Le vrai secret de 2026 est de ne pas choisir qui de la réalisation de vidéos, mais comprendre quand utiliser quoi. Nous devons apprendre à mélanger les registres et à comprendre les moments :

  • Contenu de qualité cinématographique (Haute valeur de production) sont irremplaçables pour la construction Valeur, identité et positionnement. Ils servent à dire au monde : “Nous sommes une entreprise solide, qui fait autorité et à laquelle vous pouvez faire confiance”.

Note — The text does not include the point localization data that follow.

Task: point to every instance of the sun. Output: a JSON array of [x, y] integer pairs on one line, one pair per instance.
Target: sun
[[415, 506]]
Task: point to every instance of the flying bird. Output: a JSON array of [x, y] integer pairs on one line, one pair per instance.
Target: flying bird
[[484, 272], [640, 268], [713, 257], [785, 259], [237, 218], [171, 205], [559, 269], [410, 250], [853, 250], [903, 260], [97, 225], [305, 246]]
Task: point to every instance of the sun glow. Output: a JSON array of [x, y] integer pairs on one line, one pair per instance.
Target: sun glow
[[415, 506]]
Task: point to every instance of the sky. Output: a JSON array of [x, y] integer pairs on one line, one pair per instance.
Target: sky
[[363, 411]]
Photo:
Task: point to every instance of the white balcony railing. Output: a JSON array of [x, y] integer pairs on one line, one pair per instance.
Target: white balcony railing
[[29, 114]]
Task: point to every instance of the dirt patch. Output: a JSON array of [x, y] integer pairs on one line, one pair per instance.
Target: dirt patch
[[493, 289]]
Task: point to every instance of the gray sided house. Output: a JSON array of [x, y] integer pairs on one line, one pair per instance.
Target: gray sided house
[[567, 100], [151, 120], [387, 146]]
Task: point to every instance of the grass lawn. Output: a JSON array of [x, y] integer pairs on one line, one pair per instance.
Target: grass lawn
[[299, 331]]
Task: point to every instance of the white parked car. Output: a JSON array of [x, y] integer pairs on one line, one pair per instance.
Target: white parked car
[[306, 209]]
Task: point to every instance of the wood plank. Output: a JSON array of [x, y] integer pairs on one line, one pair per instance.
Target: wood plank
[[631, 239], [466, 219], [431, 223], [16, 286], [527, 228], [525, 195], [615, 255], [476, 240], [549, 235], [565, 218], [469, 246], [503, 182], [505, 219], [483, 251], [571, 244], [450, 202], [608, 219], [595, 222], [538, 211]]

  • Les vidéos courtes, “sales” et spontanées (faible valeur de production) sont le carburant de la’Engagement quotidien. Ils servent à faire tomber les barrières, à créer une proximité, à dire : “Nous sommes des gens comme vous, nous parlons votre langue”.


Un flux social ne contenant que des vidéos parfaites donne l'impression d'être froid et distant (le vieux problème du “pain blanc”). Un flux ne contenant que des vidéos d'amateurs risque de paraître peu professionnel. Dans un contexte où la vidéo domine, le gagnant est celui qui peut être technologiquement avancée, mais humainement crédible.